Это было место, куда наряжались. Более того, именно там можно было увидеть лучшие, самые модные наряды в Вене. В 1879 году, за двадцать лет до женитьбы Виктора на Эмми и до прибытия в Вену Шарлевых нэцке, Ханс Макарт (очень популярный тогда художник, писавший огромные исторически-фантастические полотна) организовал «Фестцуг» — шествие ремесленников в честь двадцатипятилетия императорской свадьбы. Венские ремесленники разделились на сорок три гильдии, и у каждой имелась собственная карнавальная платформа, украшенная на аллегорический манер. Вокруг платформ толпились музыканты, герольды, пикинёры и знаменосцы. Все были выряжены в костюмы эпохи Возрождения, а возглавлял торжественное шествие сам Макарт на белом скакуне, в широкополой шляпе. И мне кажется, что вот такая мешанина — немножко Ренессанса, немножко Рубенса, чуть-чуть фальшивого классицизма — идеально подходит для Рингштрассе.
Все это пропитано застенчивым величием, но в то же время немного отдает Сесилом Б. де Миллем[45]. Меня таким не проймешь. А вот молодой студент, изучавший живопись и архитектуру, Адольф Гитлер, всем своим нутром живо откликался на блеск Рингштрассе: «С утра до поздней ночи я бегал от одной достопримечательности к другой, но главным предметом моего интереса оставались здания. Я часами простаивал перед Оперой, часами любовался Парламентом; вся Рингштрассе казалась мне волшебной картиной из “Тысячи и одной ночи”». Гитлер зарисовывал все пышные здания на Ринге — Бургтеатр, Парламент Хансена, два больших здания напротив дворца Эфрусси — университет и церковь Вотивкирхе. Гитлеру очень нравилось, что это пространство отлично подходит для всяких зрелищных действ. Он видел все эти украшения совсем по-иному: для него они выражали «вечные ценности».
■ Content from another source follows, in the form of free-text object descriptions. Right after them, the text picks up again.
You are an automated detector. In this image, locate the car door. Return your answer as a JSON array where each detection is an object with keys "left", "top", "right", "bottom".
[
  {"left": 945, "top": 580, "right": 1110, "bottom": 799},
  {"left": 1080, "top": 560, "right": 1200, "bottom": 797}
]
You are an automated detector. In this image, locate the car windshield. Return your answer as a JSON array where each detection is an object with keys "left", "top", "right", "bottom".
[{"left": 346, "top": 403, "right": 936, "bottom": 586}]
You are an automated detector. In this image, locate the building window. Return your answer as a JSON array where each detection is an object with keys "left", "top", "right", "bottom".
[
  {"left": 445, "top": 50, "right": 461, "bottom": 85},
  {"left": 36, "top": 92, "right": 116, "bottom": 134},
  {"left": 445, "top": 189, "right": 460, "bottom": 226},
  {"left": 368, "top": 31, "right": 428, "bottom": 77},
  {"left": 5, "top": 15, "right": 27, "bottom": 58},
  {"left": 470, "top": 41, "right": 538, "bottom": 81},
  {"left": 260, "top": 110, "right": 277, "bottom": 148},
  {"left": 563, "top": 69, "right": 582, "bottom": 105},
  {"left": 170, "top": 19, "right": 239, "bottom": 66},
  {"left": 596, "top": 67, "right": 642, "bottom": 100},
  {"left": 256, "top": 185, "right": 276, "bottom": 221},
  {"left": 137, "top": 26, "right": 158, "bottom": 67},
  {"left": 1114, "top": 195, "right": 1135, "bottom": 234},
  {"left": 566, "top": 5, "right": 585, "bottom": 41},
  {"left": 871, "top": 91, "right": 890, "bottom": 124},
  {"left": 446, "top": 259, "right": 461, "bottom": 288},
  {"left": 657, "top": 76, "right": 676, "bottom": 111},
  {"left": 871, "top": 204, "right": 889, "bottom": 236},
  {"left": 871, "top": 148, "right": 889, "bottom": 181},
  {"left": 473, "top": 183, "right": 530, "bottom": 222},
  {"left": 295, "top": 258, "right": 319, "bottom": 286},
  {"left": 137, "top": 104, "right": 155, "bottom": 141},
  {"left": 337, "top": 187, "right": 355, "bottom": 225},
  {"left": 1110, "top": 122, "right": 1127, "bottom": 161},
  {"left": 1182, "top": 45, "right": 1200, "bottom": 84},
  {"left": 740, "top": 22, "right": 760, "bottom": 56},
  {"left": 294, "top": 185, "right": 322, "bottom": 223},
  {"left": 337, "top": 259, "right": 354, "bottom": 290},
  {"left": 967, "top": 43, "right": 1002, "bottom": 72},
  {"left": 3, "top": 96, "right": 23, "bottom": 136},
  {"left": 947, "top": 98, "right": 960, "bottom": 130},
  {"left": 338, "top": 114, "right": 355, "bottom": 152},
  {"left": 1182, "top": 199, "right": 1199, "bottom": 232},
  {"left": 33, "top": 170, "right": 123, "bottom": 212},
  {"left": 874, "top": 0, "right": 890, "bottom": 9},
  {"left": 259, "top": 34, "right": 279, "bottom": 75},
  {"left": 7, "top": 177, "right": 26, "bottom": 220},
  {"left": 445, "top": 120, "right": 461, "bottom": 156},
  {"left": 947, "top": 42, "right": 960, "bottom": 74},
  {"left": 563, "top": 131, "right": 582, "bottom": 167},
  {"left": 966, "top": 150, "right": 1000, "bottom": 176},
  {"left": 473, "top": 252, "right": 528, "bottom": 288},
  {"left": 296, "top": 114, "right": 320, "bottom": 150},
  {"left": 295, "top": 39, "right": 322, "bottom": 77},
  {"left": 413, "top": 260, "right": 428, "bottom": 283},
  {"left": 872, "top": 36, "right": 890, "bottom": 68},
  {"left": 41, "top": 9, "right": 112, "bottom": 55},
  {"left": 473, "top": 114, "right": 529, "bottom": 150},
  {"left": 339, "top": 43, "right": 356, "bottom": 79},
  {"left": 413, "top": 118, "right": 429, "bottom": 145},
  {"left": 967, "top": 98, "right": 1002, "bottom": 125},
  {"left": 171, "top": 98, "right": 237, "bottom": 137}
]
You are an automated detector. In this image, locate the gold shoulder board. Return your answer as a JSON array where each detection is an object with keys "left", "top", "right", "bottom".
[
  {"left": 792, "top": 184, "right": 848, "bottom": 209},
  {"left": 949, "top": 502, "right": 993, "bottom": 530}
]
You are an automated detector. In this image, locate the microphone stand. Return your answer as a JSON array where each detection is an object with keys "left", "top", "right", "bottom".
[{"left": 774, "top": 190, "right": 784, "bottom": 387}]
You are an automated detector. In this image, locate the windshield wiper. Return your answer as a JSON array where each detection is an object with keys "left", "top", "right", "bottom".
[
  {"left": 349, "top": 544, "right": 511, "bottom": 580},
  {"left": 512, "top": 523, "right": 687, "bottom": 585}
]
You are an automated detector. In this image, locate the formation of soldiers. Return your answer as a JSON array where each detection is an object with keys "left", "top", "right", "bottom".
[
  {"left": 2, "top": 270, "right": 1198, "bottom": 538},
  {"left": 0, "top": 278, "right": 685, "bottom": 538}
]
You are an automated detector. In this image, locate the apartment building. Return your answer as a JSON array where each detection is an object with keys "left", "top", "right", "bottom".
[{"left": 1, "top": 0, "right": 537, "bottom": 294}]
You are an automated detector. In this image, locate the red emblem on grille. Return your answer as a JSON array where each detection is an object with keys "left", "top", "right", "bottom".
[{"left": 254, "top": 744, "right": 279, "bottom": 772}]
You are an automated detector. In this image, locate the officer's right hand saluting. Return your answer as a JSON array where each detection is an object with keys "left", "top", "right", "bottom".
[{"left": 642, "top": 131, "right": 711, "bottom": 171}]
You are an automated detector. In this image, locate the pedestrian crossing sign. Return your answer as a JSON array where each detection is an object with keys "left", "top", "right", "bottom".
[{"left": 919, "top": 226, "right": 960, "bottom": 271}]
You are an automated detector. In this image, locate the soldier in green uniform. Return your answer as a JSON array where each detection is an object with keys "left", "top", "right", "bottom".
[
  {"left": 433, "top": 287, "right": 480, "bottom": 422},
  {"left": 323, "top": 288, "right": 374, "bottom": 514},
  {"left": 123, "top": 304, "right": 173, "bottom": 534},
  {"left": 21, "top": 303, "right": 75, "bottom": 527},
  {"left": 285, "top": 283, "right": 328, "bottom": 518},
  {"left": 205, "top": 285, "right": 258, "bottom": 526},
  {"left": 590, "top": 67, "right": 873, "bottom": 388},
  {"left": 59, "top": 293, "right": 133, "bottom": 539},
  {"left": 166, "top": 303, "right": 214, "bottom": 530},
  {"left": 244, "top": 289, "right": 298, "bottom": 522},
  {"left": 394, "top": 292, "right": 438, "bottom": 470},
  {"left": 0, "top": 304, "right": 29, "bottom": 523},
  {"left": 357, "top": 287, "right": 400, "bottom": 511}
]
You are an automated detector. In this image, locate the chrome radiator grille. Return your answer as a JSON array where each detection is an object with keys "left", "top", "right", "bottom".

За все это очарование приходилось платить: участки под застройку распродавались быстро разраставшемуся сословию финансистов и промышленников. Многие из них были проданы для сооружения дворцов на Рингштрассе — зданий такого типа, где за внушительным фасадом прятался целый ряд отдельных апартаментов. Можно было жить по модному адресу, в здании, именуемом «дворец», с огромной парадной дверью, с балконами и окнами, выходящими на Рингштрассе, с мраморным вестибюлем, с гостиной под расписным потолком — и при этом занимать один этаж. На этом этаже, называвшемся
А поскольку многими обитателями новых «дворцов» стали семьи, разбогатевшие сравнительно недавно, это значило, что на Рингштрассе поселилось немало евреев. Удаляясь от дворца Эфрусси, я прохожу мимо дворцов Либенов, Тедеско, Эпштейнов, Шей фон Коромла, Кенигсвартеров, Вертхаймов, Гутманов. Эти бравурные здания служат своего рода перекличкой для породнившихся между собой еврейских семей, архитектурным парадом самоуверенного богатства, где накрепко сплелись еврейство и любовь к пышному декору.